© Sotoshu Shumucho 2007

正法眼藏柏樹子第四十
Treasury of the Eye of the True Dharma
Number 40

The Cypress Tree
Hakujushi

Translated by
Carl Bielefeldt
with the 2007 Seminar in Japanese Buddhist Texts, Stanford:
Brenda Cooper, Nathan Floyd, Sakakibara Sayoko, Ho Chiew-hui, Wang Xiang

INTRODUCTION

This text was composed in 1242, at Kōshōji 興聖寺, Dōgen’s monastery just south of the capital at Heian-kyō (present-day Kyoto).  It occurs as number 40 in both the 75-fascicle and 60-fascicle redactions of the Shōbōgenzō.

         The text takes its title from a saying by the famous Tang-dynasty Chan master Zhaozhou Congshen 趙州從諗 (778-897).  Rather than launching directly into his comments on this saying, Dōgen devotes the first half of his essay to a treatment of the figure of Zhaozhou himself, as revealed in his biography and poetry.  He tells here the story of Zhaozhou’s encounter with his master, Nanquan Puyuan 南泉普願 (748-834), and goes on to praise the strict austerity of his later life as abbot of Gyanyin yuan 觀音院, where he served till his death at the remarkable age of 120.

         Dōgen then turns to the title theme of the essay, the meaning of Zhaozhou’s mysterious remark, “the cypress tree at the front of the garden,” in response to the question of why Bodhidharma brought the Chan tradition to China.  He goes on to discuss a second saying of Zhaozhou, that the cypress tree has the buddha nature and will become a buddha “once space falls to the ground.”  Dōgen’s comments in this section are sometimes quite difficult to interpret and may well leave some readers asking the question with which the essay closes:  “what about it?”

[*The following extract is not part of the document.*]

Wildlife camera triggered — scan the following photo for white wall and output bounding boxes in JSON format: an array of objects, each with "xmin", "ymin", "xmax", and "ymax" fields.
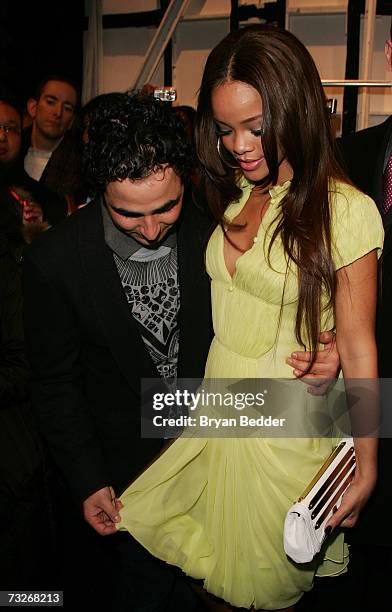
[{"xmin": 86, "ymin": 0, "xmax": 392, "ymax": 124}]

         This translation is based on the text appearing in Kawamura Kōdō 河村孝道, Dōgen zenji zenshū 道元禅師全集, volume 1 (1991), pp. 436-442.  A less fully annotated version of the translation appears in Dharma Eye, No. 20 (Autumn 2007). Other English translations can be found in Kōsen Nishiyama and John Stevens, Shōbōgenzō, volume 2 (1977), pp. 29-32; Yuho Yokoi, The Shobo-genzo (1986), pp. 489-495; and Gudo Nishijima and Chodo Cross, Master Dogen’s Shobogenzo, Book 2 (1996), pp. 227-235.  The translator expresses his debt to the members of the 2007 Seminar in Japanese Buddhist Texts, with whom he read the text at Stanford.